Teklifin 13. Maddesinin tüm kurgusunda ihtiyar heyeti veya meclisi muhtarla birlikte yer almıştır. Muhtarın yanı sıra ihtiyar heyeti veya meclisi de seçilme yeterliğine sahip olduğunu aynı şekilde belgelendirmelidir. Ek olarak bu belgelendirme işleminin seçim tarihi öncesinde yapılması zaruret arz etmektedir. Elektronik alt yapın ve E-Devlet alt yapısı bahse konu başvuruların yapılması ve belgelendirilme şartının sağlanması bakımından yeterlidir. Bu yöndeki önerilerimiz dikkate alınmamış sadece bir önerge ile "bir ay" ibaresi "on gün" olarak değiştirilmiştir.
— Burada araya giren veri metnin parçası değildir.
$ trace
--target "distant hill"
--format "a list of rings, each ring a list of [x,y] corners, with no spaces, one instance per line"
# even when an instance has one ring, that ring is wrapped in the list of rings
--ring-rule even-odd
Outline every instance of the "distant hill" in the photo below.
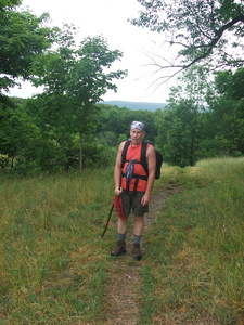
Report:
[[[146,103],[146,102],[126,102],[126,101],[105,101],[101,104],[116,105],[118,107],[127,107],[131,110],[156,110],[157,108],[164,108],[167,103]]]

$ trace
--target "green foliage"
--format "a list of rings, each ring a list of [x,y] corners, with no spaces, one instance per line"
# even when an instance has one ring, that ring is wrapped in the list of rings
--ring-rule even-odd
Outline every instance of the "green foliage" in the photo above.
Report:
[[[42,27],[47,14],[36,17],[29,12],[18,12],[14,10],[18,4],[21,1],[1,1],[1,93],[17,84],[16,78],[30,79],[34,62],[50,48],[55,30]]]
[[[209,67],[240,67],[243,65],[242,41],[244,6],[242,1],[146,1],[132,24],[164,32],[166,42],[176,48],[175,60],[154,64],[162,69],[174,67],[175,73],[195,63]],[[234,51],[232,51],[234,49]],[[162,55],[163,58],[164,54]],[[162,72],[162,69],[159,69]],[[172,73],[171,76],[175,75]],[[164,77],[164,76],[163,76]],[[166,76],[168,78],[168,75]]]

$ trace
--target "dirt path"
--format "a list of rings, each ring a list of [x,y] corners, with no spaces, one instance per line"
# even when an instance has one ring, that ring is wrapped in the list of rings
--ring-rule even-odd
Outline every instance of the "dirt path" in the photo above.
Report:
[[[175,183],[174,178],[156,188],[150,203],[150,213],[145,218],[146,234],[149,227],[156,220],[165,202],[172,195],[179,193],[181,187]],[[104,324],[137,325],[139,323],[139,298],[138,292],[141,287],[140,271],[145,265],[145,261],[133,261],[130,257],[132,243],[132,222],[129,222],[127,235],[127,253],[116,258],[111,263],[107,287],[107,321]],[[131,234],[131,240],[130,240]],[[142,253],[143,242],[142,242]]]

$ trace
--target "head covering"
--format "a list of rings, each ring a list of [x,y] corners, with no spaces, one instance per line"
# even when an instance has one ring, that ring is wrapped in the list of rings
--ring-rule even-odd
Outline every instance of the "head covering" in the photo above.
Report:
[[[143,122],[134,120],[134,121],[132,121],[132,123],[130,126],[130,130],[133,130],[133,129],[138,129],[138,130],[145,132],[145,125]]]

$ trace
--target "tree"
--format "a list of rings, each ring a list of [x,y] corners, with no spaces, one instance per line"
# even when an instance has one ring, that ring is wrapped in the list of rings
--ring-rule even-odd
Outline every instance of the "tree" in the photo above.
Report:
[[[108,89],[116,91],[113,80],[123,78],[126,72],[110,70],[121,53],[108,50],[102,37],[88,37],[77,49],[72,30],[66,27],[60,35],[57,50],[50,51],[36,62],[35,74],[38,77],[33,82],[44,86],[39,98],[44,99],[43,109],[49,123],[60,125],[66,132],[79,134],[81,170],[84,141],[97,126],[99,108],[95,103]]]
[[[21,1],[3,0],[0,4],[0,100],[17,83],[17,78],[29,80],[37,56],[50,48],[56,28],[42,27],[49,15],[37,17],[16,10]]]
[[[157,81],[165,82],[194,64],[209,68],[240,67],[244,63],[244,5],[234,0],[138,0],[144,8],[132,24],[165,32],[165,46],[174,47],[174,60],[154,55]],[[170,73],[168,74],[168,70]]]

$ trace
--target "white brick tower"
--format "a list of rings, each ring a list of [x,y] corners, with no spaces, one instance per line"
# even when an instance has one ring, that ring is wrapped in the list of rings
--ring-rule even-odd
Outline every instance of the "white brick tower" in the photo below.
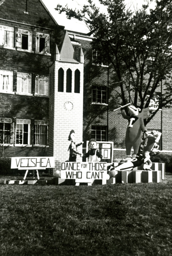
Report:
[[[82,48],[77,60],[66,31],[60,52],[56,46],[50,70],[49,152],[55,158],[55,170],[59,162],[68,160],[70,131],[74,130],[76,143],[82,140],[83,62]],[[82,146],[78,150],[82,152]]]

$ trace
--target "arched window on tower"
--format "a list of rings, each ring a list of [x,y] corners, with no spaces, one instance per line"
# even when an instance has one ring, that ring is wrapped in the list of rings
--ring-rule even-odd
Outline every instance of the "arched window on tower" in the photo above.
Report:
[[[66,92],[72,92],[72,70],[68,68],[66,72]]]
[[[61,68],[58,71],[58,91],[63,92],[64,88],[64,70]]]
[[[76,93],[80,92],[80,71],[78,69],[75,71],[74,92]]]

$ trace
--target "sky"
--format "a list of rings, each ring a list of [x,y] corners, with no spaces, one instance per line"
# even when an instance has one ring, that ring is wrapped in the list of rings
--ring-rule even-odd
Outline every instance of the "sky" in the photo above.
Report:
[[[58,12],[54,10],[59,4],[65,6],[67,4],[69,6],[74,8],[79,8],[86,3],[86,0],[42,0],[49,11],[53,16],[59,25],[65,26],[65,29],[84,33],[88,33],[89,30],[83,22],[81,22],[74,19],[67,20],[64,13],[59,14]],[[97,5],[99,5],[98,0],[93,0]],[[144,3],[144,0],[125,0],[127,7],[131,8],[138,8],[141,7]],[[100,10],[103,9],[100,6]]]

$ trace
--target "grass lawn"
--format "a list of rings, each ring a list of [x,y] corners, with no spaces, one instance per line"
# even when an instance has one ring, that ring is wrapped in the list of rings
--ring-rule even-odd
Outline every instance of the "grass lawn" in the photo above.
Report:
[[[159,183],[92,186],[4,185],[5,178],[1,256],[172,255],[171,174]]]

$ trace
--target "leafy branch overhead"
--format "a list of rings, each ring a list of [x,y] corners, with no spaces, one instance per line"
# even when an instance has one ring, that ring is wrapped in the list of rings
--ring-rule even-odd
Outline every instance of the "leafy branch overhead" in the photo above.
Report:
[[[120,103],[129,101],[143,107],[159,96],[155,111],[147,123],[162,107],[172,102],[172,5],[171,0],[147,1],[132,12],[123,0],[99,0],[103,12],[88,0],[81,10],[58,5],[59,13],[68,19],[84,21],[94,36],[93,46],[101,49],[99,63],[106,59],[116,74],[110,86],[120,90]],[[119,101],[120,102],[120,101]]]

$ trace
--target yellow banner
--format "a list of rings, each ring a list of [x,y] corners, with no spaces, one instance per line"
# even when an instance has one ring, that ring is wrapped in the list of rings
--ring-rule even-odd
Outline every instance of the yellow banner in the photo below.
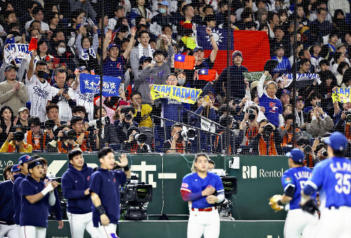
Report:
[[[165,85],[154,85],[151,88],[153,100],[170,98],[190,104],[194,104],[197,101],[201,92],[202,90],[199,89]]]
[[[333,102],[338,101],[343,104],[351,101],[350,96],[350,88],[337,88],[331,94]]]

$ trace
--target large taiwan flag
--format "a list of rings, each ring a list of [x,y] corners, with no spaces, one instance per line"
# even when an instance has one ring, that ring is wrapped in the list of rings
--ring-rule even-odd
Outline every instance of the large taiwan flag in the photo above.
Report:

Sonuç olarak; Hazırlık süreci katılımcılıktan uzak, Türkiye Büyük Millet Meclisi Başkanlığında yeterince sağlıklı tartışma ortamı sağlanmamış, işin başında hakimlerimizi, yargı organlarını töhmet altında bırakacak düzenlemeler ihtiva eden, Türk seçim sisteminde yerleşik ve güven duyulan uygulamalardan iktidarın sistemle oynayarak oy kazanma gayretinin sonucu vazgeçildiği, seçimin güvenliğini tehlikeye atan, seçmen kütüklerinin oluşturulmasında ve seçmenlerimizin oy kullanmalarında uygulamada sıkıntı ve tereddütler yaratacak düzenlemeleri barındıran, Anayasamızda ifadesini bulan; seçimlerin yargı denetimi altında yapılması ilkesinden uzaklaşan düzenlemeleri içeren ve şu aşamada dahi kamu oyu nezdinde önümüzdeki seçimlerde şaibe yapılacağı algısı oluşturan Teklife, yukarıda belirtilen gerekçelerle muhalif olduğumuzu belirtiyoruz.